Читаем Звездные ночи полностью

— Вы ведь знаете, бегим, как было беспокойно в Герате. Сначала шах Исмаил, захватив город, стал жестоко преследовать суннитов. Прошло совсем немного времени, и власть сменилась. Потомки и полководцы Шейбани-хана начали беспощадно мстить шиитам. В Мерве были разрыты шиитские могилы, и костями духовников кизылбашей — тех, что убили в Мерве Шейбани-хана, — его сторонники заряжали пушки и стреляли из них. Но вот кизылбаши снова заняли Герат. И снова месть — теперь месть сторонникам Шейбани… Кругом кровь, крутом бесчеловечие… Камалиддинэ Бехзада увезли из Герата в Тебриз, к шаху, для службы при его дворце.
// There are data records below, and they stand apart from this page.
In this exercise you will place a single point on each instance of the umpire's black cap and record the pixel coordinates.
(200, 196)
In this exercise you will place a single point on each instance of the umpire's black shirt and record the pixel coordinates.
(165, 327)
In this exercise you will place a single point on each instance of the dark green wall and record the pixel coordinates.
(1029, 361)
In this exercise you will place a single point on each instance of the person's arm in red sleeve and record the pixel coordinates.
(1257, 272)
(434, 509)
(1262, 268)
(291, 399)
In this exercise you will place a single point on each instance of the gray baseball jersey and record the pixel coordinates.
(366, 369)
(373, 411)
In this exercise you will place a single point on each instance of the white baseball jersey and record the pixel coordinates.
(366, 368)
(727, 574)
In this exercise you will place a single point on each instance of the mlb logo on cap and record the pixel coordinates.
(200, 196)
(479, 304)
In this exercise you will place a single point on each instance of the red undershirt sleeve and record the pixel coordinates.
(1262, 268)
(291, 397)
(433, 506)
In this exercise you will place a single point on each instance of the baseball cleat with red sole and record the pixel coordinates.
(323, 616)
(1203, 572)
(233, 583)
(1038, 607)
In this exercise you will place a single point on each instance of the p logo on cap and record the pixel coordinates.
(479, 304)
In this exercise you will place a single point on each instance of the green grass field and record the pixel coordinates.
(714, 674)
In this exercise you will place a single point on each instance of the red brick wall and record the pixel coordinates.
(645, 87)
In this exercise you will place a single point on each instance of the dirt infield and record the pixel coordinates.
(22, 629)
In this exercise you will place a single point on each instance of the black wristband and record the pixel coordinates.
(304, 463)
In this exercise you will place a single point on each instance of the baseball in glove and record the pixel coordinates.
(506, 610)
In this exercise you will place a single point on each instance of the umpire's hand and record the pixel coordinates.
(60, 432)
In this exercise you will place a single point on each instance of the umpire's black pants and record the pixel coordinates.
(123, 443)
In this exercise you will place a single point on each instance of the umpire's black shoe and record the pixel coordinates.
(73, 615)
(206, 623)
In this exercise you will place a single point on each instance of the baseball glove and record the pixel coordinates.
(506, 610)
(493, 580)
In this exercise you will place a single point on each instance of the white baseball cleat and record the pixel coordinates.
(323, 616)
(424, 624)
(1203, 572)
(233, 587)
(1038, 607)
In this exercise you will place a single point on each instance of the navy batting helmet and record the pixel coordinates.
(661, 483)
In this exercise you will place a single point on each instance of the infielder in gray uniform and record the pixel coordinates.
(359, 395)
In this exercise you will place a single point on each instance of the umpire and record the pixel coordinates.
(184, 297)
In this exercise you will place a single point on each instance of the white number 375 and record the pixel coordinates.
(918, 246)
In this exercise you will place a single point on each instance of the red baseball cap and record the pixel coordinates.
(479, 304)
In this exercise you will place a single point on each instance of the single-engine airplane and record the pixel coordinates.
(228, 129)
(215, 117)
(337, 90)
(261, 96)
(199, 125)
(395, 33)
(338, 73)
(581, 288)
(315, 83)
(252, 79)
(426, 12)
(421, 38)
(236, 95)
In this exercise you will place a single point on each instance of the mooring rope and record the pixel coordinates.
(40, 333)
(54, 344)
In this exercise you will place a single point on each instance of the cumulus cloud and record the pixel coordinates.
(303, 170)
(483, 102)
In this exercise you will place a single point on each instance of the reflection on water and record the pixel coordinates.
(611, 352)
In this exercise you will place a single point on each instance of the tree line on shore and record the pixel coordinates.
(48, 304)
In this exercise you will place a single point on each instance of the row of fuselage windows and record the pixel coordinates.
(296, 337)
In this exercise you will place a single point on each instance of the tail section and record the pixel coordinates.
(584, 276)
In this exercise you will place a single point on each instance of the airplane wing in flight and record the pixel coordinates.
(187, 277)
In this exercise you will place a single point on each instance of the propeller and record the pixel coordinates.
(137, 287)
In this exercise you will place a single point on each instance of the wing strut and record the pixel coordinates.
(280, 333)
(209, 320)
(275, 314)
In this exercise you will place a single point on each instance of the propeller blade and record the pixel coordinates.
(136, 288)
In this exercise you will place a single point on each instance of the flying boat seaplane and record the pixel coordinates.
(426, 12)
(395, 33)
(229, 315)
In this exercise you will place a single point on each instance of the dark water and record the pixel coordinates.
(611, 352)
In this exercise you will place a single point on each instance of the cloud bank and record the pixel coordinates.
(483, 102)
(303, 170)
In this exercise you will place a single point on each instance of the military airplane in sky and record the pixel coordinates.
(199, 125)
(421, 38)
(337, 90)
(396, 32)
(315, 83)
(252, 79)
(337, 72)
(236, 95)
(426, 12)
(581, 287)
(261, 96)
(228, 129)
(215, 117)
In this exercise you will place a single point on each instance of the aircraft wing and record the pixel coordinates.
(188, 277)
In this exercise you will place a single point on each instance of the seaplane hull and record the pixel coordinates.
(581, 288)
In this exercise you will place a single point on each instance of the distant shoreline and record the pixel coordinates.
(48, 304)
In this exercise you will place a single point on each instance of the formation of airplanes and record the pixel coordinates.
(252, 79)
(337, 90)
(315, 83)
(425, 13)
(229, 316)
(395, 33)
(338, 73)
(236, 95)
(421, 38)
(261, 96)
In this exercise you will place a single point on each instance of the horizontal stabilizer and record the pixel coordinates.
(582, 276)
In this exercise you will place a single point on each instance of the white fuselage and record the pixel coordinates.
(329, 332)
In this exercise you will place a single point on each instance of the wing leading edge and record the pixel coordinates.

Мавляна Хондамир, спасаясь от бесконечных смут, скрылся из города, спрятался в каком-то далеком кишлаке, говорят, на родине отца. А мы из Самарканда вернулись было снова в Герат, да… пожалеть, горько пожалеть пришлось. Руки по делу истосковались. И у меня, и у сына… Сын Алавиддин — добрый мастер резьбы по камню. Но кому сейчас нужно искусство в Герате? И вот посоветовался я с поэтом Мухаммадом Султаном и уехал в Кабул, искать убежища у мирзы Бабура.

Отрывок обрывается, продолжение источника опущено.